Un gars, aux origines asiatiques s'approche du banc et s'assoit.
Blasé.
Chaussures noires sans marques, usées jusqu'à la corde. Yeux noirs, vidés d'expressions.

Intéressant.
Je me plonge dans la lecture de sa vie.

Tokyo, 2018

Elle avance dans les rues grisées, marche d'un pas rapide.
Le col de son pull recouvre son nez et sa bouche, de façon à ce qu'elle n'ait pas à sentir l'odeur nauséabonde de la ville.
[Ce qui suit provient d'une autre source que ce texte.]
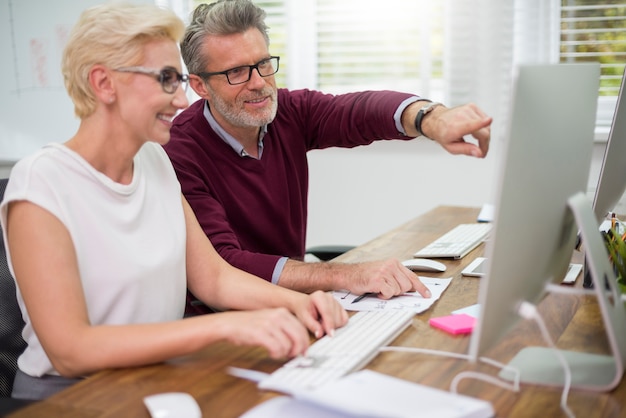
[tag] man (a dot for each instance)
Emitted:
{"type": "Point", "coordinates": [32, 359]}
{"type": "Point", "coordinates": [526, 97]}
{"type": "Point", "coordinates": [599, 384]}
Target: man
{"type": "Point", "coordinates": [240, 152]}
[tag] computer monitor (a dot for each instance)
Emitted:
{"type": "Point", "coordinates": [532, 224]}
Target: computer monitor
{"type": "Point", "coordinates": [546, 161]}
{"type": "Point", "coordinates": [612, 179]}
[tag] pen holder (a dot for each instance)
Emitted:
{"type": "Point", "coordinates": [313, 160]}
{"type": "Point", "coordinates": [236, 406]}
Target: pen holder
{"type": "Point", "coordinates": [616, 249]}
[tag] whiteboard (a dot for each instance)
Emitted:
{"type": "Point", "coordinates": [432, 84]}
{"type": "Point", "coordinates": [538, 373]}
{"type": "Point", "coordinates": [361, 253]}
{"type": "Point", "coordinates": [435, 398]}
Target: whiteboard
{"type": "Point", "coordinates": [34, 106]}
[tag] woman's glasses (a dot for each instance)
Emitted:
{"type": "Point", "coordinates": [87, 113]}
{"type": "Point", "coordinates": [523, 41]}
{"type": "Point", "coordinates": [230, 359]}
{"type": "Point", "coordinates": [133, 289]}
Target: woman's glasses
{"type": "Point", "coordinates": [169, 77]}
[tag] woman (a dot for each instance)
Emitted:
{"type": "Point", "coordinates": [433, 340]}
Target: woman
{"type": "Point", "coordinates": [100, 240]}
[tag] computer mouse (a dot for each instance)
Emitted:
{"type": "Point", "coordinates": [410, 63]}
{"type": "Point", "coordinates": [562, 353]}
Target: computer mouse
{"type": "Point", "coordinates": [172, 405]}
{"type": "Point", "coordinates": [424, 264]}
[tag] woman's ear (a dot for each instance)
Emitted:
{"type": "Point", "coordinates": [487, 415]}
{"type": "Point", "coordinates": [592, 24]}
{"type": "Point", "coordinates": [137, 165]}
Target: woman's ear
{"type": "Point", "coordinates": [102, 84]}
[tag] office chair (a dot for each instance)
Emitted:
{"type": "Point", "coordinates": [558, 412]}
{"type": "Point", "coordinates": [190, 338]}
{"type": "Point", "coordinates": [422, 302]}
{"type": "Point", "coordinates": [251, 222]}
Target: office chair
{"type": "Point", "coordinates": [328, 252]}
{"type": "Point", "coordinates": [11, 325]}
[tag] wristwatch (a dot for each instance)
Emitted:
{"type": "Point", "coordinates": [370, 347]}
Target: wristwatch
{"type": "Point", "coordinates": [420, 116]}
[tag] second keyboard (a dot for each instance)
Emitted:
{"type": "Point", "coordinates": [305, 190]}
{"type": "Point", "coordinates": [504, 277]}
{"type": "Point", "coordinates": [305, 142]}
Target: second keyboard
{"type": "Point", "coordinates": [457, 242]}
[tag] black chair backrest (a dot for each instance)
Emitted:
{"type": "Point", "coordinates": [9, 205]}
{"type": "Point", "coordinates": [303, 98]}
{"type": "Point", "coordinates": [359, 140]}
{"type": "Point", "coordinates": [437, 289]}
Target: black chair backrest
{"type": "Point", "coordinates": [11, 322]}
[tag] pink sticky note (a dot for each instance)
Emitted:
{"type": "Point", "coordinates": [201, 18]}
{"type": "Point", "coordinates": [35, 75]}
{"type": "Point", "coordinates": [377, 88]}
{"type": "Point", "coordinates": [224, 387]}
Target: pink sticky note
{"type": "Point", "coordinates": [454, 324]}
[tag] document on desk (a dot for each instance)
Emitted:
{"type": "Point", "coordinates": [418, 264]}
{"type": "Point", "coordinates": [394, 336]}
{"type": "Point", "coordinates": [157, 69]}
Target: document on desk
{"type": "Point", "coordinates": [367, 393]}
{"type": "Point", "coordinates": [410, 300]}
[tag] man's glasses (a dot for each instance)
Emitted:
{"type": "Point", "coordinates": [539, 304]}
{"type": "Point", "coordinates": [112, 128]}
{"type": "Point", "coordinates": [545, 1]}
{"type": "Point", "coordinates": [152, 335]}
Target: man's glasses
{"type": "Point", "coordinates": [242, 74]}
{"type": "Point", "coordinates": [169, 77]}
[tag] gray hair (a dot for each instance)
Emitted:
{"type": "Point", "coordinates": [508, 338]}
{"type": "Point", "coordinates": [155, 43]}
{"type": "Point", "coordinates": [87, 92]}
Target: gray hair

Un mélange de pollution, de clopes et de pisse de clochard.
« - Mademoiselle ! l'interpelle une voix masculine.

Elle presse encore le pas.

- Fais pas la sourde sale pute !
- Mais ferme ta gueule non ? demande-t-elle en se retournant vers l'homme.
Pas plus de vingt ans, une casquette sur la tête plus qu'inutile étant donné que le ciel de la banlieue de Tokyo est tout le temps recouvert par un épais nuage gris.
- Ta mère, avance, grogne-t-il.

Elle roule des yeux et rentre dans l'épicerie la plus proche.

- Ning, l'accueille le marchand.
- Hey.

La jeune fille s'enfonce dans les rayons du modeste magasin et s'arrête devant l'alignement de bouteilles d'alcool.
Elle se dresse sur la pointe des pieds et attrape une bouteille de vodka.

- 10 yuans, annonce l'épicier.
- Avec un paquet de clopes.
- 13 yuans.

Elle sort de sa poche un billet, prend la monnaie et sors de la boutique.

***

« - T'es vierge ? demande le garçon.
- Si t'es venu dans ma chambre pour ça casse toi, râle la jeune fille.
- Putain t'es chiante on s'ennuie avec toi.
- Bah casse toi je t'ai dis ! S'énerve-t-elle.

Il grogne quelques paroles inaudibles et sors de la chambre en claquant la porte.

- Ça va ? demande Zayn, la seule personne de l'internant dont Ning supporte la présence.
- Je ne sais même pas comment ça peut aller dans ce trou à rat, sourit-elle.

Le jeune homme s'assoit sur le lit.
- Je peux ? demande-t-il en désignant la bouteille de vodka.
- Oui bien sûr. On va sur le toit ?

Étant dans cet internat depuis plus de dix ans, Ning avait hérité une des meilleures chambre du bâtiment, au dernier étage et possédant un balcon où un escalier menait sur le toit de l'immeuble.
Les adolescents s'assirent, leurs jambes pendant dans le vide.

- On se sent puissant là, tu trouves pas ? questionne Ning.
- Ouais, sourit Zayn. On a l'impression qu'on domine le monde.
- Alors qu'en vrai on est tellement des merdes que même nos parents n'ont pas voulu de nous.
- Arrête. C'est pas qu'ils ne voulaient pas de nous.
- Ho oui, excuse moi. C'est vrai que ma mère devait vraiment avoir envie de vivre avec moi quand elle s'est suicidée, se braque-t-elle.
- Viens là, dit-il en ouvrant ses bras.
Elle s'y blottit.

- Avant de partir, ma mère m'a dit que seuls les aveugles pouvaient réellement sourire. Car ils ne voyaient pas le monde de merde qui nous entouraient.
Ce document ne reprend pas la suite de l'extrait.